Bei der Sitzung des Haupt- und Finanzausschusses am 7. Juli wurden zwei äußerst artverwandte Anträge eingereicht - einer von der Hattersheimer Regierungskoalition bestehend aus CDU, FDP und FWG, der andere von der SPD. Die Aussprache darüber mündete schließlich harmonisch in einen gemeinsamen Antrag, dem sich auch die Fraktion von Bündnis 90/Die Grünen anschloss und der im Rahmen der Stadtverortnetenversammlung am vergangenen Donnerstag einstimmig verabschiedet wurde. Es ging dabei um die Einrichtung eines Schüler- und eines Jugendparlamentes.
Die FDP-Stadtverordnete Karin Fredebold hielt hierzu ein geradezu flammendes Plädoyer. Sie verwies auf beunruhigende Entwicklungen weltweit. Auf den abgewählten US-Präsidenten Trump, der seine Anhänger dazu anstachelte das Parlament zu stürmen, weil er das Ergebnis einer demokratischen Wahl nicht anerkennen will. Das mache einem schon "richtig Angst", so Fredebold.

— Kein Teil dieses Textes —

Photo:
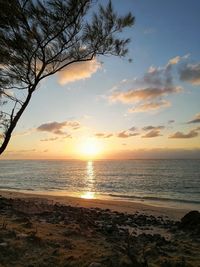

Sie verwies auch auf den deutschen Bundestag, in dem seit dem dortigen Einzug der AfD eine "andere Wortwahl Raum gefunden hat", und dass auch dort die "Regeln der gegenseitigen Gesundheitsfürsorge nicht beachtet werden und einfach keine Masken getragen werden". Diese Vorkommnisse erfüllen sie auch in Bezug auf Deutschland mit Sorge. Da mache man sich sorgen und fragt sich: "Was ist eigentlich nur los?"
Noch mal auf die USA verweisend stellte Fredebold fest, dass die Frage, aus welcher Bevölkerungsschicht sich das Gros der Wählerschaft von Trump zusammensetzt, meist mit "weiße Männer mit schlechter Bildung" beantwortet wird - "wobei das natürlich nur die halbe Wahrheit ist", stellte Fredebold direkt klar. Aber dennoch: Die Frage nach der Rolle der Bildung im Kontext zu dieser Entwicklung müsse schon beantwortet werden, und die Schule könne allein nicht dafür verantwortlich sein Demokratie und die Regeln für demokratisches Verhalten und einen fairen Umgang miteinander zu lehren. Deshalb sei dieser Antrag so wichtig.
"Demokratie ist eine Alltagsfrage, sie kann überall überall gelernt und geübt werden", so Fredebold. In der Familie, in der Nachbarschaft, im Verein, in der Schule und nicht zuletzt im Parlament. Demokratisches Handeln könne nicht nur rein theoretisch gelernt werden, man müsse es auch praktisch üben. Deshalb müsse man eine solche Gelegenheit um Üben schaffen.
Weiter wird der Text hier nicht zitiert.